I get that question a lot...I think the reason I get that question so much is people are so used to using mid tier products a certain way...But before I get into that let's do the easy case. If you want to bootstrap API clients from a single ip and you want those API clients to be able pub sub reliably across multiple servers then farm.
But what about people that want to use Neuron as services intermediary only so that they don't take a depency on our DLL's? Now it gets more interesting...Why farm? Most of the time I get the "Well how do I do fail over then?"...My answer usually is well how do you do failover for the services sitting behind Neuron?..They usually pause for a second and say "We don't have to we just put a load balancer in front of them and then if one fails we're fine"..I then ask why it works... After a pause they'll usually say "Well there's nothing actually on the server just a service..."
So why use Neuron any differently? Neuron can be a stateless intermediary. For some reason some people have a hard time with that one...They get hung up on durability on the mid-tier...They don't want things lost. They want things "durable"...When they tell me this I ask them what happens when a message leaves Neuron and then hits their service and they lose it...They'll usually tell me something like "Oh we would log it in such and such a place with our enterprise logging framework" or "We would throw an exception and the client would be forced to retry"...
Ok...So why not do the same with Neuron? If you use TCP transport and you're concientius with your pipelines and use either plain old try catch blocks or our spiffy drag and drop try catch blocks and use those libraries that already exist to log anything bad that happens...well it seems to me that you get a powerful pub/sub based intermediary to do transforms and EAI etc. and still maintain an easy to administrate stateless architecure.
Most of the time when people avoid the Neuron API they are using us between two stateless environments like a web tier and their own services and they're using request reply...In most of those cases they put logic in the client to try again if they get an exception...So if you use a durable topic and the server drops then the client is in a mess anyways because it expects a reply..Now say the server comes back up within the period that someone is told on the web "There has been unexpected error...Please try again or contact support"... You will have a message delivered by the mid - tier with a reply to no one and you will have the same message delivered again when the user tries again...I can think of cases where that would be bad..especially if the end points are not designed to detect duplication..
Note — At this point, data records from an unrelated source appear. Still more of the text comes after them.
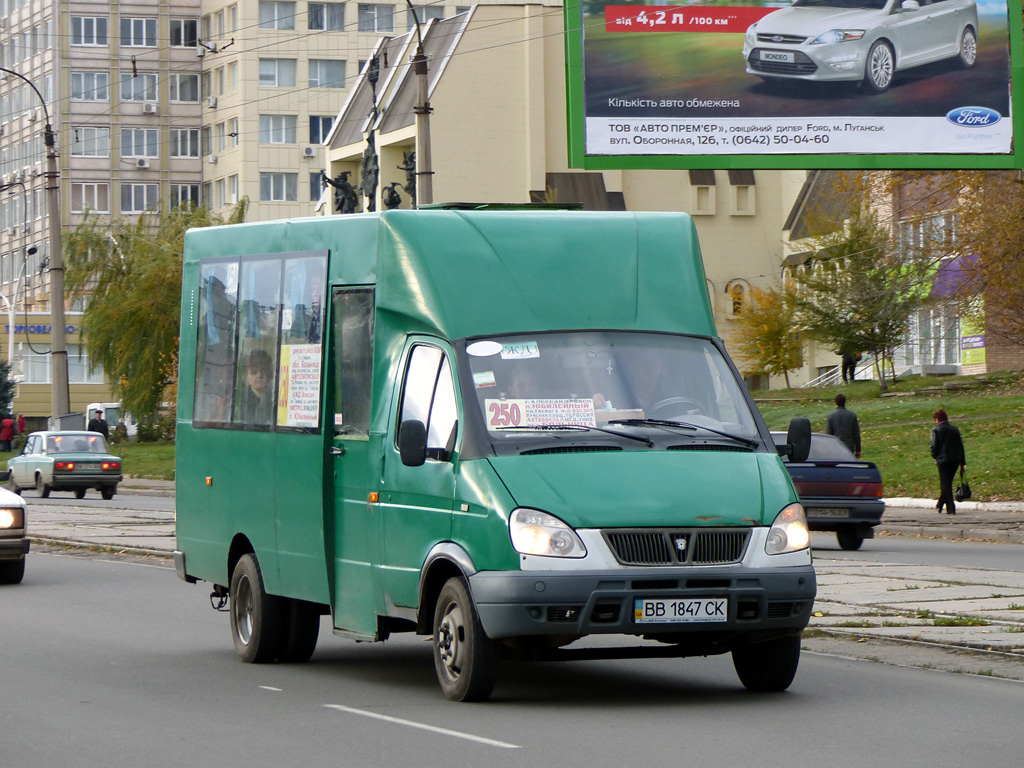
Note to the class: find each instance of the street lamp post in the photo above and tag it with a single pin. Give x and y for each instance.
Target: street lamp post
(59, 397)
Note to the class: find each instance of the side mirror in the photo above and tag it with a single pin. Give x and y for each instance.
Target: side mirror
(413, 442)
(799, 438)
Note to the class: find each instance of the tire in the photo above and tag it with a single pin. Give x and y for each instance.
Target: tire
(11, 571)
(769, 667)
(303, 630)
(257, 619)
(465, 658)
(969, 49)
(880, 68)
(849, 539)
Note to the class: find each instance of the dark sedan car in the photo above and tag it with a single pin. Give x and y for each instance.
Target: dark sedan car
(839, 492)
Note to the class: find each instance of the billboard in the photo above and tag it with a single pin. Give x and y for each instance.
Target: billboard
(795, 84)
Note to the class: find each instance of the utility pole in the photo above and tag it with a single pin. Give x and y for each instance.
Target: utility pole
(424, 171)
(59, 397)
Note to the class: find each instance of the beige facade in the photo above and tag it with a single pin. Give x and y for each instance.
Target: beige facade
(499, 135)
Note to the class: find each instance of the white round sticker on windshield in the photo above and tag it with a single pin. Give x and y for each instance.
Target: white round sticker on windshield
(483, 348)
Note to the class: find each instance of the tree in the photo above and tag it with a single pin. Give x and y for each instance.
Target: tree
(856, 294)
(766, 338)
(131, 273)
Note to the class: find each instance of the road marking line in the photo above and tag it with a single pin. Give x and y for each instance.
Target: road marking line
(423, 726)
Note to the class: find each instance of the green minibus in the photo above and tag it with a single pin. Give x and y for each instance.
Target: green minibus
(512, 430)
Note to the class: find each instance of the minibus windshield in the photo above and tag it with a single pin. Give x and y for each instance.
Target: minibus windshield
(593, 384)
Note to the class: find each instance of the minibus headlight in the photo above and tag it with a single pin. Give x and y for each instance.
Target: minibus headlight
(536, 532)
(11, 517)
(788, 532)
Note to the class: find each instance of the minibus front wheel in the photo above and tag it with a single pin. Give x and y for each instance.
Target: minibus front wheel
(466, 659)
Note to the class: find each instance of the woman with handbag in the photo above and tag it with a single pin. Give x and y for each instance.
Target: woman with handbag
(947, 450)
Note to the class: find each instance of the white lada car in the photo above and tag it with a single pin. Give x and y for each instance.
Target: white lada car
(854, 40)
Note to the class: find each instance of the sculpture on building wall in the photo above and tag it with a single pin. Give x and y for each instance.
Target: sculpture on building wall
(369, 173)
(345, 199)
(409, 166)
(390, 197)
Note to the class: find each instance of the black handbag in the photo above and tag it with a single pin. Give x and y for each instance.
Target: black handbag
(964, 489)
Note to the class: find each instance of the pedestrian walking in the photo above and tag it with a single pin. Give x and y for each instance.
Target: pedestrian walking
(947, 450)
(843, 423)
(6, 432)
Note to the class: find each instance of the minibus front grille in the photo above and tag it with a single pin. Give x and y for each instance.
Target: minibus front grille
(678, 546)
Can that scenario theoretically happen in a stateless architecure? Does farm mode enable service connector failover? Sure...Are those game changers to me? Nope. I always go for simple first and to me having servers that are completely unaware of each others existence and don't require yet another shared database and sharing an esb config are simple.
Once again though if you've seen the light and are using our cool API to be productive then farm it all day!